Friday, November 26, 2004
In the March/April 2004 issue of The Hastings Center Report, Carl Schneider and Angela Fagerlin wrote a piece entitled, "Enough: The Failure of the Living Will." For reasons best known to the Associated Press (slow news day?), Laura Meckler of the AP ran a story on this topic on Thanksgiving Day.
The criticisms of the living will are straightforward and well-known:
- "[E]nd-of-life medical questions often involve much more complicated medical and moral questions. Many living wills are so vague as to be useless."

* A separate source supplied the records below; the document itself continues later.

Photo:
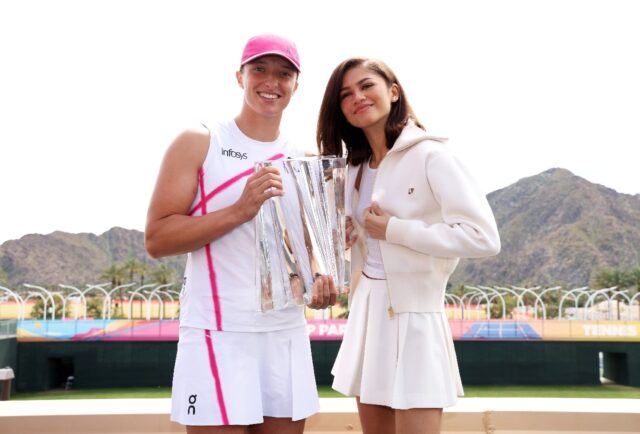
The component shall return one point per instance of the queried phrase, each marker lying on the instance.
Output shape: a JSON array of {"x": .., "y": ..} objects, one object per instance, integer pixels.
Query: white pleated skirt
[
  {"x": 238, "y": 378},
  {"x": 403, "y": 362}
]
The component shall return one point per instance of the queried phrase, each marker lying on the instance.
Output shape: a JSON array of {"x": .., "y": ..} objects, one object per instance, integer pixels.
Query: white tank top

- "People change their minds after they write their living wills but don't update them."
- "Many living wills never make it to the bedside, left in a file cabinet or safety deposit box."
- "And family and doctors often do a poor job of deciphering the patient's wishes even when they have the wills in hand."
- "Since 1990, hospitals have been required in most states to offer all patients the chance to fill out a living will. But despite the law and despite several high-profile end-of-life legal disputes, most people still don't have living wills."
On the other hand, "Naomi Naierman, president of the American Hospice Foundation, acknowledged there can be problems with living wills and other end-of-life plans. But doing nothing is far worse, she said.
"'You're only leaving a mess behind if you don't have directives for when you cannot speak on your own behalf,' said Naierman, whose organization promotes living wills. 'It's a terrible burden to leave with the family.'"
The article provides a lengthy vignette that is supposed to illustrate the limitations of living wills:
Jeanne and James Hanchett thought they were prepared. Both physicians, they had filled out living wills saying they did not want extraordinary treatments. Each had given the other legal power to make medical decisions.
While watching his beloved Pittsburgh Steelers play at Three Rivers Stadium, James Hanchett's head fell onto his wife shoulder. Mrs. Hanchett and bystanders tried to revive him. "There was no response at all," she said.
Paramedics arrived about 25 minutes after he suffered the heart attack and put a tube into his lungs to get them moving again. But Mrs. Hanchett, a semiretired pediatrician, knew it was too late.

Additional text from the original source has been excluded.